In the last few years, cheat developers have started to leverage vulnerabilities or corrupt Windows’ signing verification to run their applications (or portions of them) at the kernel level. The problem here arises from the fact that code executing in kernel-mode can hook the very system calls we would rely on to retrieve our data, modifying the results to appear legitimate in a way we might have difficulty detecting.

Game developers are not happy about this, and have decided to install their own component inside the kernel so that they can detect other kernel changes made for cheating. In order to install the game, you must also install an additional component inside the kernel that will watch out for any funny business tampering with syscalls.

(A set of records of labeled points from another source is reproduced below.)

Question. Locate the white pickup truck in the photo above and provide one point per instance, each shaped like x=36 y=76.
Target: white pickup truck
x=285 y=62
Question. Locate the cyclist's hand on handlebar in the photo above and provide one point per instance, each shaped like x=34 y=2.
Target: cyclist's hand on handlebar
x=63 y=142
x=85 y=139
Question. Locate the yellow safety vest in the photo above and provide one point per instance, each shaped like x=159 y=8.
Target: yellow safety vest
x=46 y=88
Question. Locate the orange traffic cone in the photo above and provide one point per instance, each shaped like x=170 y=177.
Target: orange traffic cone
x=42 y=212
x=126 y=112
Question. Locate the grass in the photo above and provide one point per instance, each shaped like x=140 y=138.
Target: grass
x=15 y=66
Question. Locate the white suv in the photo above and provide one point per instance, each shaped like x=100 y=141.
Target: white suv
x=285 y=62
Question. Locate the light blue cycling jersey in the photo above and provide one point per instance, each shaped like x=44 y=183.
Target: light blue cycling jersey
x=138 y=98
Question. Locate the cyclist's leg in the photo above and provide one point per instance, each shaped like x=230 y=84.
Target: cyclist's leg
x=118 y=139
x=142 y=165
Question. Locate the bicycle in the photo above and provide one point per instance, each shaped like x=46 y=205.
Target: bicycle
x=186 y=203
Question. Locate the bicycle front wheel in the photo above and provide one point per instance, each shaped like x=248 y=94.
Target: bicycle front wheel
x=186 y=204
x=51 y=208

This is quite controversial. On one hand, it seems necessary, because if the game is just living in a “box” (process) and the cheat software + OS are controlling all of its interactions with the outside world, then there is no possible way that the game can detect and ban all cheat software. On the other hand, the kernel is a sacred place, and we shouldn’t accept installation of code there “just because.” Kernel code must have an extremely high bar for quality, since it controls the entire system, and unfortunately companies do not usually produce such high quality code. Symantec, an antivirus company, uses a kernel module to implement antivirus scanning, but their kernel module was buggy and allowed a virus to hijack the kernel.